As shown in Figure 11, the Scale Out Fabric interconnects the NICs coupled with the GPUs in an XE9680 to build a GPU cluster including more than a single node. The Scale Out Fabric is used by the set of GPUs composing a GPU cluster to exchange AI workload parameters.
When deploying a Scale Out fabric, keep the following in mind:
- No EVPN VXLAN BGP is deployed as the networking protocol since multi-tenancy GPU service is not a requirement. It is best to deploy plain BGP as the network protocol in the fabric.
- Switch redundancy, such as MC-LAG is not needed. Link redundancy is achieved by multiple active links between leaf and spine, as well as GPU connections to multiple leaf switches.
These are guidelines to keep in mind and it is certainly not an exhaustive networking design checklist. Fabric configuration requires detailed planning and design throughout the entire deployment cycle.

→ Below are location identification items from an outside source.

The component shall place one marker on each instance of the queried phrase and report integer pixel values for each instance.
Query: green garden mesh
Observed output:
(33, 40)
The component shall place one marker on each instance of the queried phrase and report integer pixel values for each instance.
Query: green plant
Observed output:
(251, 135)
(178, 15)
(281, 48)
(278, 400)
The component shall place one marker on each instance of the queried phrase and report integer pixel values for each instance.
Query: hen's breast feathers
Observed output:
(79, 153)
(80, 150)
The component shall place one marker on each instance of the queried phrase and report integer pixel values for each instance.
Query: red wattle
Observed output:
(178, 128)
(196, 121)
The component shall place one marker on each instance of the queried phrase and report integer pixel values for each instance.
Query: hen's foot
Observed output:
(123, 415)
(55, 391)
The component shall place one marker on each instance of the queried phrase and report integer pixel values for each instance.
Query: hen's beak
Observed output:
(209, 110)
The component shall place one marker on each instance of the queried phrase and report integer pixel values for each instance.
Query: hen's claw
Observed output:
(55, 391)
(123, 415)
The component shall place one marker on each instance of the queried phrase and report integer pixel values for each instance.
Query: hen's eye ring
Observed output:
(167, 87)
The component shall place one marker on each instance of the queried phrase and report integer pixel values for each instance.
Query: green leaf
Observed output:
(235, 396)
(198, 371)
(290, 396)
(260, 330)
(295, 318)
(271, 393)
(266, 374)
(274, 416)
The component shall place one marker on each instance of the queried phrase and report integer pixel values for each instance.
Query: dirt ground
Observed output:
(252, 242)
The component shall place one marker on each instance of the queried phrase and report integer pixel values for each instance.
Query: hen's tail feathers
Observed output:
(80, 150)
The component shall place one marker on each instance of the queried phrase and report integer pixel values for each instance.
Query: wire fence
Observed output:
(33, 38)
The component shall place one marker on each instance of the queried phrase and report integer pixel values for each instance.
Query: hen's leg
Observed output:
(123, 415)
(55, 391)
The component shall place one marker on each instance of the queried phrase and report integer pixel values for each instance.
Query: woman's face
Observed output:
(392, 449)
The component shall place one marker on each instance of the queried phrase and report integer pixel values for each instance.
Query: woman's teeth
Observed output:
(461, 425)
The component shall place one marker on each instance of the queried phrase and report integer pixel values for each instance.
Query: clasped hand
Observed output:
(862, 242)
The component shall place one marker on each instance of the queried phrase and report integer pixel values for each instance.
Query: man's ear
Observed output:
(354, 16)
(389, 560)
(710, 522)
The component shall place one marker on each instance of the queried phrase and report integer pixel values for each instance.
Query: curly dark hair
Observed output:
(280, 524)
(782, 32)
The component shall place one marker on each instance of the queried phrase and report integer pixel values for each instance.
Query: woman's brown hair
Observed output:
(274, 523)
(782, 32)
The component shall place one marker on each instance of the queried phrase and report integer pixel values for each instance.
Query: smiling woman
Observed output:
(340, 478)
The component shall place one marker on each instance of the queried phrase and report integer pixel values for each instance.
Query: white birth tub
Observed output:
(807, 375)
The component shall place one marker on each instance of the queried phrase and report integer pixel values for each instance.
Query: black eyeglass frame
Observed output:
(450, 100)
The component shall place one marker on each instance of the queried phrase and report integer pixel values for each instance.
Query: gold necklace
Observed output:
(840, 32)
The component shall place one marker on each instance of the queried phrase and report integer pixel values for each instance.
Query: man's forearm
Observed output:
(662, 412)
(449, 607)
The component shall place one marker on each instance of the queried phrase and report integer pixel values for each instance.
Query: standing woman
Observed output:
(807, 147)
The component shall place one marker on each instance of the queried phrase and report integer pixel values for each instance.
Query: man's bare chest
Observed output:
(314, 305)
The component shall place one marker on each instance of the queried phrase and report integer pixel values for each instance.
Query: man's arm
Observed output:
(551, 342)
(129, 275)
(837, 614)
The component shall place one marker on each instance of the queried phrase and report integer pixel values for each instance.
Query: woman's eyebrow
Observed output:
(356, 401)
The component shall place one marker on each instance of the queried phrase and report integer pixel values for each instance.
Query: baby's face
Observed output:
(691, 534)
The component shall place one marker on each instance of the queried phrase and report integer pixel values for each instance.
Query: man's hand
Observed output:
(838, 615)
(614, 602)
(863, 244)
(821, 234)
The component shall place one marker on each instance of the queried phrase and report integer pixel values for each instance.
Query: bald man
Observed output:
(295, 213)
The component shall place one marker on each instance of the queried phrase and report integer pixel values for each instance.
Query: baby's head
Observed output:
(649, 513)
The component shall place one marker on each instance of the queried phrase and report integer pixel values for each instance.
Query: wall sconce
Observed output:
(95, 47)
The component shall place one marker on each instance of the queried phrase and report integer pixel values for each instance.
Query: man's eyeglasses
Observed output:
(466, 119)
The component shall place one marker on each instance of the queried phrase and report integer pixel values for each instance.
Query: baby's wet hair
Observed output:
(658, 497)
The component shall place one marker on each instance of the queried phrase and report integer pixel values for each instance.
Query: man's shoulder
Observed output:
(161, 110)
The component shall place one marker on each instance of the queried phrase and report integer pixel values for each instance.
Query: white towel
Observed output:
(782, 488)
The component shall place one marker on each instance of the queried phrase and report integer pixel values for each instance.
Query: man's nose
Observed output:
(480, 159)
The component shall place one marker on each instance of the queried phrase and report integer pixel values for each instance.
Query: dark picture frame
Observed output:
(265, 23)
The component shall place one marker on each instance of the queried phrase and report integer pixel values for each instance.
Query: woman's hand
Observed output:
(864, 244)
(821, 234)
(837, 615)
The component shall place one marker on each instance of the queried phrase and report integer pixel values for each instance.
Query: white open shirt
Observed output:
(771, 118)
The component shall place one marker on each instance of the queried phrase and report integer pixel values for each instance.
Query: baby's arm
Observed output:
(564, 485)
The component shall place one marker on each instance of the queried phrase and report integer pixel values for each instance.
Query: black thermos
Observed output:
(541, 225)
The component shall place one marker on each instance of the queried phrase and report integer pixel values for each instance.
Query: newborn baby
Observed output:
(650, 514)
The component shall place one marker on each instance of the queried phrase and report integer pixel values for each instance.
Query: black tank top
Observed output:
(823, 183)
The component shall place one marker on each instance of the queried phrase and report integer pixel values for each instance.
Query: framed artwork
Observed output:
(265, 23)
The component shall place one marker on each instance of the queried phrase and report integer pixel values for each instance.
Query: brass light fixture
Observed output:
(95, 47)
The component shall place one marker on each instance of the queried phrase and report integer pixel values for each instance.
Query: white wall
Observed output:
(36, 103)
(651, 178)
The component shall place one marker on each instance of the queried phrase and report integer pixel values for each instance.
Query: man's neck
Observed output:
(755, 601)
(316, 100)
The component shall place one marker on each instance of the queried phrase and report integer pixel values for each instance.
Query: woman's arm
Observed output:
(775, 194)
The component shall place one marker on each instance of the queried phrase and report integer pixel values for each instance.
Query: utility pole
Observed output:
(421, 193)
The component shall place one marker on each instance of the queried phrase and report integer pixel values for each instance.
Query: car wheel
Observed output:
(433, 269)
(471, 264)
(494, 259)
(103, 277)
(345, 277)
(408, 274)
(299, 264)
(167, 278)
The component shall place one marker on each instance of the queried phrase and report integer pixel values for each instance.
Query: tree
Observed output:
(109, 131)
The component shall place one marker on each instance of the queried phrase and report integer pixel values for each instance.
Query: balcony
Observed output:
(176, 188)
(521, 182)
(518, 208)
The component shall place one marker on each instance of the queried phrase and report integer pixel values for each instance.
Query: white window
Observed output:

Multiple topologies can be used to build a Scale Out Fabric:
- Single Switch topology
- TOR-Wired Clos topology
- Pure Rail topology
- Rail Optimized topology
Single switch topology
The first and simplest Scale Out Fabric topology is the single switch topology, which is the simplest instance of a TOR-Wired Clos topology. Figure 12 shows the connectivity properties of the TOR-Wired Clos topology.As shown in Figure 12, this topology enables direct Scale Out Fabric communication between any GPU pairs without involving the Scale Up Fabric. For example, GPU 4 on Server 1 can directly communicate through NIC 4 on Server 1 with GPU 8 on Server 2, because the single switch topology (or TOR-Wired Clos topology) enables NIC 4 on Server 1 to communicate with NIC 8 on Server 2, and NIC 8 on Server 2 is coupled with GPU 8 on Server 2.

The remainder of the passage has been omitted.